Eliomar

Personal information
- Full name: Eliomar dos Santos Silva
- Date of birth: 12 February 1987 (age 39)
- Place of birth: Garanhuns, Brazil
- Height: 1.76 m (5 ft 9 in)
- Position: Forward

Team information
- Current team: Inter de Santa Maria

Youth career
- Petrolina^{[citation needed]}
- Náutico

Senior career*
- Years: Team / Apps / (Gls)
- 2005–2008: Náutico
- 2007–2008: → Međimurje (loan) / 29 / (6)
- 2008–2010: Međimurje / 51 / (13)
- 2010–2011: Istra 1961 / 11 / (1)
- 2011: Guarany de Sobral / 7 / (2)
- 2012: Chapecoense / 31 / (10)
- 2013: Figueirense / 14 / (1)
- 2013–2014: Novo Hamburgo / 12 / (4)
- 2014: Icasa / 5 / (0)
- 2015: Operário Ferroviário / 5 / (0)
- 2015–2017: Brusque / 50 / (11)
- 2016: → Marcílio Dias (loan) / 8 / (2)
- 2017: Joinville / 13 / (2)
- 2018: Uberlândia / 10 / (1)
- 2019: Caxias / 17 / (1)
- 2019–2020: Tubarão / 21 / (3)
- 2020: Brusque / 13 / (0)
- 2021: Novo Hamburgo / 5 / (0)
- 2021–2022: União Frederiquense / 28 / (8)
- 2022: Pelotas / 13 / (1)
- 2022: Moto Club / 6 / (0)
- 2022–: Inter de Santa Maria / 0 / (0)

= Eliomar (footballer, born 1987) =

Brazilian footballer

Eliomar dos Santos Silva (born 12 February 1987) is a Brazilian footballer who plays as a forward for Inter de Santa Maria.

==Career==
Eliomar was born in Garanhuns. He signed a two-year contract with Clube Náutico Capibaribe in April 2005, and went on to sign a two-year contract extension on 16 May 2007. On 13 July 2007, however, he was signed by NK Međimurje of the Croatian First League.

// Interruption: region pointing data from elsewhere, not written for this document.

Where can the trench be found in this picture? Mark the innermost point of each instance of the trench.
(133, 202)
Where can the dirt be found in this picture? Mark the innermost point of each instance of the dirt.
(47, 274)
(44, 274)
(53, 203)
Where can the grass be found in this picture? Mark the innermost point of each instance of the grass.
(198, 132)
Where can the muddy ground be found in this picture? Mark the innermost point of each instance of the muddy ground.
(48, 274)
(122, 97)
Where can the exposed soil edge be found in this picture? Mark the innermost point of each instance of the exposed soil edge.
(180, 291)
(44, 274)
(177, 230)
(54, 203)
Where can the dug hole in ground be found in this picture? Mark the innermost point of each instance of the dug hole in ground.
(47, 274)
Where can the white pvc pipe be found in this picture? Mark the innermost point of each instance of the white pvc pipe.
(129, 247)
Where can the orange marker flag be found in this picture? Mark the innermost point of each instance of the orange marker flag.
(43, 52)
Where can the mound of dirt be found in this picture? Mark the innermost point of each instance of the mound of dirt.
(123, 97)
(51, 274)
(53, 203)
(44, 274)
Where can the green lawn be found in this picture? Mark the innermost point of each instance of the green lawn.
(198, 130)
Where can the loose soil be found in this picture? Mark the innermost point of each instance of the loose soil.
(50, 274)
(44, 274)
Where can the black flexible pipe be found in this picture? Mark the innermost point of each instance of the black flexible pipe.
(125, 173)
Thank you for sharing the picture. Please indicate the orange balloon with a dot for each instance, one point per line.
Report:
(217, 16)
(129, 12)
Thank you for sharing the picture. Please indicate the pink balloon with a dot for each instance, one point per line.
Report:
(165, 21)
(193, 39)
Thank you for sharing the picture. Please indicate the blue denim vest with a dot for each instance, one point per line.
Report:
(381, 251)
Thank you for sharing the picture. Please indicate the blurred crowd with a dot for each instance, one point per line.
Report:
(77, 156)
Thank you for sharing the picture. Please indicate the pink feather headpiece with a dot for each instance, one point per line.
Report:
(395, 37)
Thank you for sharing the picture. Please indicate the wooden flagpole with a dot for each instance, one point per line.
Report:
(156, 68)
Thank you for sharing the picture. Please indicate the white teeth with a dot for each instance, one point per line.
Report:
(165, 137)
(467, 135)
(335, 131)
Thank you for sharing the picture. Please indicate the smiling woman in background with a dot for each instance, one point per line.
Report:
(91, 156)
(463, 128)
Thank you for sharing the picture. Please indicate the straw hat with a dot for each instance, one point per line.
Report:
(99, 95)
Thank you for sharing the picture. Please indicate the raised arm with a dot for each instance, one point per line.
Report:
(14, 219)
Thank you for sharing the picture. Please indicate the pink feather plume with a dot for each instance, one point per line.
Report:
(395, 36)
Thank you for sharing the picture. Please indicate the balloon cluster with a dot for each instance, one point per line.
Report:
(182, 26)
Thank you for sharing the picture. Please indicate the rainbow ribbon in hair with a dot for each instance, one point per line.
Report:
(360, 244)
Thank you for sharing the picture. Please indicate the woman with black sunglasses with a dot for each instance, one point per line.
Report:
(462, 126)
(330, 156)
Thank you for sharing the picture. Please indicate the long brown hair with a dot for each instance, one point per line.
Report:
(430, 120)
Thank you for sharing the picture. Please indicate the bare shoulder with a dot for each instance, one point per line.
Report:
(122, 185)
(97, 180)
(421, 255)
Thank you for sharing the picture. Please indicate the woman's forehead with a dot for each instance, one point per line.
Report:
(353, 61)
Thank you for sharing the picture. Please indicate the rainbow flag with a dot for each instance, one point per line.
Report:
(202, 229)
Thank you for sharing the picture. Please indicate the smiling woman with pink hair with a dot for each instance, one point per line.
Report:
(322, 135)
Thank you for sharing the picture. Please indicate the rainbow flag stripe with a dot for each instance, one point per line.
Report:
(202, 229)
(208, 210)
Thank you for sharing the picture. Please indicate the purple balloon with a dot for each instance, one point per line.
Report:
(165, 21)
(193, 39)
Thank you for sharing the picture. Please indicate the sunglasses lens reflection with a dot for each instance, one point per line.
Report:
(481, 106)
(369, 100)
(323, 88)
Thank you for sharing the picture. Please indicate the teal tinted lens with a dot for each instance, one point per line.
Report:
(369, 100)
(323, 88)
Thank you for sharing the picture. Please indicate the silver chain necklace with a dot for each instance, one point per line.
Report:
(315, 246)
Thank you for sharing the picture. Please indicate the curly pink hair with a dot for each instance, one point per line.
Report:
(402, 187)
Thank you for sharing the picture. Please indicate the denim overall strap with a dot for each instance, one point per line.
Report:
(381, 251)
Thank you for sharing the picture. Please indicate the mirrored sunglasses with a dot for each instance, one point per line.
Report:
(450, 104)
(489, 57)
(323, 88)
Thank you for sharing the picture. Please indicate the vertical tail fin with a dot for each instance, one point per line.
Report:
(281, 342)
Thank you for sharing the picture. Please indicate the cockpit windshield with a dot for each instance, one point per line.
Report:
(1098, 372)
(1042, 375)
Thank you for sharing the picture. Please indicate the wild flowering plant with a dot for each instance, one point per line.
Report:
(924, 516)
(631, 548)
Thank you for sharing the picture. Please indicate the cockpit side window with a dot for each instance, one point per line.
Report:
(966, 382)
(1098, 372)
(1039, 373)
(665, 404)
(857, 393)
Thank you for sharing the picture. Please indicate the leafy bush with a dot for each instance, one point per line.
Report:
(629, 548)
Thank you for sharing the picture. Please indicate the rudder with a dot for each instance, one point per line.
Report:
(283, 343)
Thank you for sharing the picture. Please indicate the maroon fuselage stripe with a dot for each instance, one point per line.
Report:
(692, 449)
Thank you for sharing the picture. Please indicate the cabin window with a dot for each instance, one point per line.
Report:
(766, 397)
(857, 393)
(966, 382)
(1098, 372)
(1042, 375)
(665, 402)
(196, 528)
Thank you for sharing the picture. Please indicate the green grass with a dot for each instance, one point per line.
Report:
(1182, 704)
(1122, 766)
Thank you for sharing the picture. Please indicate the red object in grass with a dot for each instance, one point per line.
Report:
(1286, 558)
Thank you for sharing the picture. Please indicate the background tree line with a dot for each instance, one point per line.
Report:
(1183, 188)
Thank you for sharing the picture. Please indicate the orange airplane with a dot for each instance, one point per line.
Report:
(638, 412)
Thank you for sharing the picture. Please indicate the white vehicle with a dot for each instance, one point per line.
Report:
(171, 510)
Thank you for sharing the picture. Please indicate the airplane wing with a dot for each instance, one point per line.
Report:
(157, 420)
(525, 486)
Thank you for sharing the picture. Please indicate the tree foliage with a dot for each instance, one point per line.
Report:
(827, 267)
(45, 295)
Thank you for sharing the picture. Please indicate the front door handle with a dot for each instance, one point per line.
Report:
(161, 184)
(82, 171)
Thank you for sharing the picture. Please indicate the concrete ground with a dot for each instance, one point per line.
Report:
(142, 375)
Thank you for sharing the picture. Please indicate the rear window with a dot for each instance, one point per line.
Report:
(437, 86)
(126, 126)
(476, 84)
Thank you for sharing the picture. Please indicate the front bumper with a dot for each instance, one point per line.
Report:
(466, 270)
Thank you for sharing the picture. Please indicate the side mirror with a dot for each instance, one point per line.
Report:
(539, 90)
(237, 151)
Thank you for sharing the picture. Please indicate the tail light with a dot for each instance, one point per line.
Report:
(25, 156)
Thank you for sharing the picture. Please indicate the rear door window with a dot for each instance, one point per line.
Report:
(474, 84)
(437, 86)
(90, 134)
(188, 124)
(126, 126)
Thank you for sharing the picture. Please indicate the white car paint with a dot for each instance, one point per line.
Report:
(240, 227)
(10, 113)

He scored 6 goals in 29 matches during his debut season in the Croatian First League in 2007–08, at the end of which the club were relegated to the Croatian Second League. In the Second League, he scored 10 times in 22 matches as the club won promotion back to the First League for the 2009–10 season. Unfortunately, NK Međimurje was able to stay in Croatian First League only one season. After they were relegated, Eliomar left the club and joined NK Istra 1961 from Pula.

In 2011, he returned to Brazil and signed with Guarany Sporting Club.